Q: I boarded a Greyhound bus from Arcata, California, to Oakland, at 9:30 a.m. A few miles down the road, the bus broke down on Highway 101. The driver pulled over to the shoulder. She announced that the radiator had lost water, and contacted her supervisor, who said help was on the way.
After over an hour, our driver said the company was bringing a replacement bus from San Francisco. Another bus was in Arcata, but no driver was available. Greyhound offered no other options.
In order to be out of harm’s way, the driver was able to pull into the small town of Myers Flat. The passengers were in need of food and water for the long wait. Around 1 p.m. the driver announced that a bus from San Francisco – five to six hours away – had left at 12 p.m. This meant we would not reach Oakland until after midnight.
I had no other choice but to take a local bus back to Arcata, secure a hotel for the night and schedule my return for the next day. This was a very unfortunate and inconvenient experience for me (and for the other passengers). As a result, I had the unanticipated expenses of an overnight stay plus transportation costs the next day.
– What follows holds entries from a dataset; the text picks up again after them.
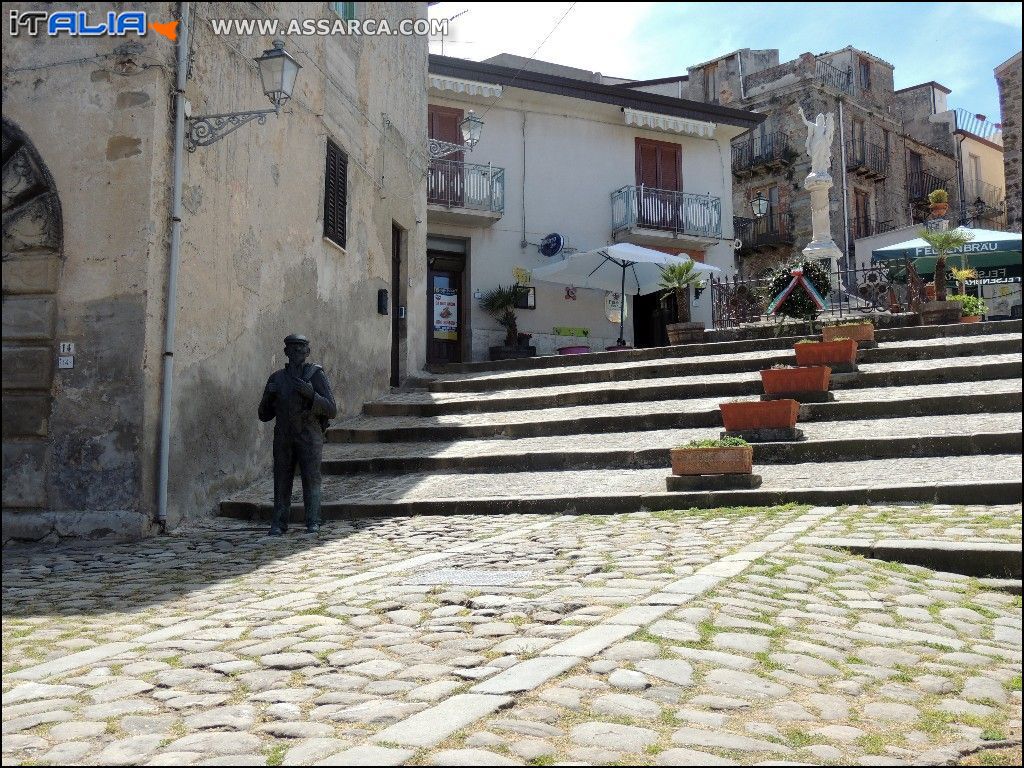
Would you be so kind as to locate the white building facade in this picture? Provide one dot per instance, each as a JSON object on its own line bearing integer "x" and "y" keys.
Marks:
{"x": 592, "y": 162}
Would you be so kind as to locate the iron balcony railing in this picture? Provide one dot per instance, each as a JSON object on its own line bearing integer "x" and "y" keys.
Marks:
{"x": 921, "y": 183}
{"x": 761, "y": 150}
{"x": 678, "y": 212}
{"x": 866, "y": 158}
{"x": 834, "y": 77}
{"x": 865, "y": 226}
{"x": 771, "y": 229}
{"x": 458, "y": 184}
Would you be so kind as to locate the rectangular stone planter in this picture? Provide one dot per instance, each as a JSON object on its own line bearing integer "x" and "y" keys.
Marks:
{"x": 841, "y": 356}
{"x": 713, "y": 461}
{"x": 772, "y": 415}
{"x": 862, "y": 333}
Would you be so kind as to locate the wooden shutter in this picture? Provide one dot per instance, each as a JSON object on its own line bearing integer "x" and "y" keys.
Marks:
{"x": 336, "y": 195}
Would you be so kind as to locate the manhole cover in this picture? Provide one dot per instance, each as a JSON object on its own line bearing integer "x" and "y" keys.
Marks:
{"x": 470, "y": 578}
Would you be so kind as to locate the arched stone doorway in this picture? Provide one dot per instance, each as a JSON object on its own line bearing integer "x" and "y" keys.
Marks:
{"x": 33, "y": 233}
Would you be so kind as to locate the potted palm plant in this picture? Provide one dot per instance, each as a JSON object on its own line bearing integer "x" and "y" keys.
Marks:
{"x": 676, "y": 280}
{"x": 943, "y": 243}
{"x": 500, "y": 303}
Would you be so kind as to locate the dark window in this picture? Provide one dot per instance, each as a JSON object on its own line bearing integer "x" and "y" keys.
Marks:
{"x": 336, "y": 195}
{"x": 864, "y": 73}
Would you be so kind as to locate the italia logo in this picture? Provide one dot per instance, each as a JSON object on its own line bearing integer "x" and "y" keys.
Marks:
{"x": 79, "y": 24}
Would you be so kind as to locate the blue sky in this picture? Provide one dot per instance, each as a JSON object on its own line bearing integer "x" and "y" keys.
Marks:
{"x": 956, "y": 44}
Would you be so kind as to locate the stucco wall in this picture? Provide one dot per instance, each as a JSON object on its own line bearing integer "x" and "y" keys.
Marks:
{"x": 577, "y": 155}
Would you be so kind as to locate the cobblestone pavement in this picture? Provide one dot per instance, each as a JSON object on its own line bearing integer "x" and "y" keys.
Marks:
{"x": 700, "y": 637}
{"x": 668, "y": 438}
{"x": 695, "y": 404}
{"x": 503, "y": 484}
{"x": 702, "y": 378}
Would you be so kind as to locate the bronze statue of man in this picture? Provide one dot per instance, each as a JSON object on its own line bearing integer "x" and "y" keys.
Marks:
{"x": 299, "y": 396}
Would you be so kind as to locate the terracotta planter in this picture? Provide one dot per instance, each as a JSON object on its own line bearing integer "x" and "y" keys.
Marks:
{"x": 857, "y": 332}
{"x": 738, "y": 417}
{"x": 723, "y": 461}
{"x": 825, "y": 352}
{"x": 785, "y": 380}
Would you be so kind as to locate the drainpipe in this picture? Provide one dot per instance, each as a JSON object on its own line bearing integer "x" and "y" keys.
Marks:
{"x": 172, "y": 276}
{"x": 846, "y": 197}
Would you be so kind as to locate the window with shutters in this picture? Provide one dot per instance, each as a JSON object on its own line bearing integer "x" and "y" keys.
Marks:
{"x": 336, "y": 195}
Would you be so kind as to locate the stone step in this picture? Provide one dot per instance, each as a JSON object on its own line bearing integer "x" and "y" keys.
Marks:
{"x": 712, "y": 365}
{"x": 997, "y": 395}
{"x": 946, "y": 370}
{"x": 932, "y": 479}
{"x": 832, "y": 450}
{"x": 725, "y": 347}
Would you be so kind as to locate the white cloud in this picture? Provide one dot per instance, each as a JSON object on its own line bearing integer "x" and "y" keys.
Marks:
{"x": 593, "y": 36}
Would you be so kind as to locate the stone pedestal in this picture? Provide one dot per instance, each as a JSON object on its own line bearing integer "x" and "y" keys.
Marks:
{"x": 822, "y": 247}
{"x": 712, "y": 482}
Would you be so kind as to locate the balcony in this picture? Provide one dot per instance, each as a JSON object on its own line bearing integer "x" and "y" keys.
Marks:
{"x": 647, "y": 216}
{"x": 867, "y": 160}
{"x": 465, "y": 194}
{"x": 766, "y": 231}
{"x": 761, "y": 154}
{"x": 921, "y": 183}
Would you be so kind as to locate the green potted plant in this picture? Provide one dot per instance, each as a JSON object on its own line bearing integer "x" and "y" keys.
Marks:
{"x": 938, "y": 203}
{"x": 727, "y": 456}
{"x": 574, "y": 333}
{"x": 840, "y": 353}
{"x": 500, "y": 303}
{"x": 972, "y": 308}
{"x": 676, "y": 280}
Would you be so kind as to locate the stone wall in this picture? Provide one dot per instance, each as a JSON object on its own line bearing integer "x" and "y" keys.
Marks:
{"x": 254, "y": 264}
{"x": 1009, "y": 78}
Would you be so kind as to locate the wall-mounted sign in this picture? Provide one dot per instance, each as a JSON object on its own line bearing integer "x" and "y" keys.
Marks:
{"x": 445, "y": 313}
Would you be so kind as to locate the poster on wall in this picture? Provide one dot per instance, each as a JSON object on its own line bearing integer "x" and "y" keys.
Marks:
{"x": 446, "y": 314}
{"x": 612, "y": 304}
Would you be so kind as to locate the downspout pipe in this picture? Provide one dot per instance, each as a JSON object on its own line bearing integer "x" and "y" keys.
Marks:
{"x": 846, "y": 197}
{"x": 177, "y": 150}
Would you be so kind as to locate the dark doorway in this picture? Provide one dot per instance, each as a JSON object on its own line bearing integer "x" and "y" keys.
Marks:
{"x": 395, "y": 304}
{"x": 649, "y": 316}
{"x": 445, "y": 305}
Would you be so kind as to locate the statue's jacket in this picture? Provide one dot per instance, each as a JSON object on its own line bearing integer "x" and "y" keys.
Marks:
{"x": 295, "y": 415}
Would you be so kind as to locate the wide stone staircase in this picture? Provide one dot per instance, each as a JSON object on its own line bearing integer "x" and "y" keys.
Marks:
{"x": 934, "y": 415}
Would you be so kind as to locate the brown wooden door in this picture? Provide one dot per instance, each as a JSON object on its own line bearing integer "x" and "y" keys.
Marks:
{"x": 445, "y": 305}
{"x": 444, "y": 179}
{"x": 659, "y": 174}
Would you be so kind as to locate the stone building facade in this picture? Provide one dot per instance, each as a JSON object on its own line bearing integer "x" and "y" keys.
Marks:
{"x": 88, "y": 154}
{"x": 882, "y": 170}
{"x": 1008, "y": 75}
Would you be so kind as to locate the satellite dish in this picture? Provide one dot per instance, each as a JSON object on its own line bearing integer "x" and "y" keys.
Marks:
{"x": 552, "y": 245}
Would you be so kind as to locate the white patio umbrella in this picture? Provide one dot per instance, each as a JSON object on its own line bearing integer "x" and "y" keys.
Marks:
{"x": 624, "y": 266}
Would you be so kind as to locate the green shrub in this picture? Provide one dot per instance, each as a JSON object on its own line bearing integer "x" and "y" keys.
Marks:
{"x": 969, "y": 304}
{"x": 724, "y": 442}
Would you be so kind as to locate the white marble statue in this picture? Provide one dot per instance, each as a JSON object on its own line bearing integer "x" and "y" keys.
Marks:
{"x": 818, "y": 143}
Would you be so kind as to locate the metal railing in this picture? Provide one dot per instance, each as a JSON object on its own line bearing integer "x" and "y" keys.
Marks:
{"x": 834, "y": 77}
{"x": 921, "y": 183}
{"x": 771, "y": 229}
{"x": 668, "y": 210}
{"x": 458, "y": 184}
{"x": 866, "y": 157}
{"x": 854, "y": 293}
{"x": 761, "y": 150}
{"x": 865, "y": 226}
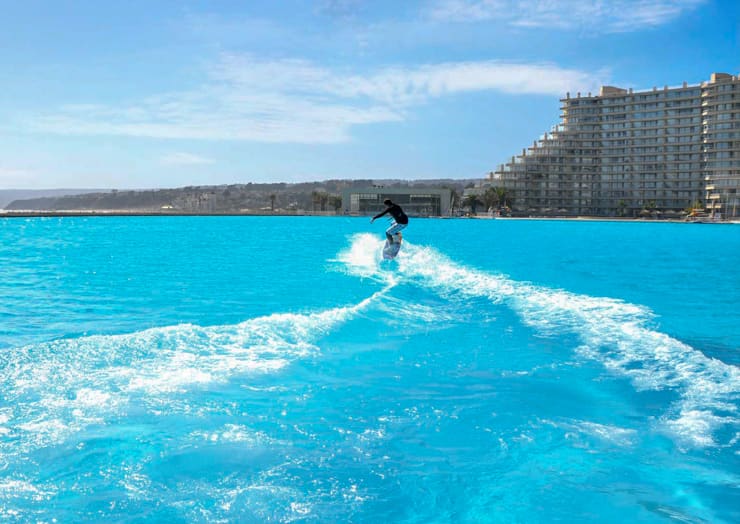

I wrote a letter to Greyhound asking for a refund, and followed up a month later. I have not received any response. I would like to have the $58 I paid for my ticket refunded, plus the price of staying overnight in Arcata, $108.
Vivian Pisano, Berkeley, California
A: Greyhound should have sent a replacement bus for you and the other passengers promptly. Making you wait 10 hours isn’t reasonable. I also would have made my own arrangements for a hotel after this Greyhound bus delay and found another way to get to Oakland, which you did.
Greyhound’s Terms and Conditions of Purchase & Carriage, the legal agreement between you and the company, says that it is not responsible for keeping its schedules. “Carrier is not responsible for delays caused by breakdowns, road conditions, weather or other conditions beyond carrier’s reasonable control,” it says. But, it adds, Greyhound will make “reasonable attempts” to minimize the delays or make alternate arrangements to enable bus travel to your final destination.
What’s interesting about this clause is that Greyhound is explicitly saying it isn’t responsible for failing to maintain its buses. In other words, the radiator problem you experienced was preventable by Greyhound, but the company says it isn’t liable. In other sectors of the travel industry, that wouldn’t fly. Airlines, for example, compensate passengers when there’s a mechanical delay.
At a minimum, Greyhound should have quickly refunded your ticket. I also think you might have asked about a hotel. Its contract promises to make “alternate arrangements,” which may include covering your hotel for a night.
I list the names, numbers and email addresses of the Greyhound executives on my consumer-advocacy site. A brief, polite email to one of them might have at least gotten you a refund for this Greyhound bus delay.
I contacted Greyhound on your behalf. It agreed to refund your ticket and cover your hotel costs.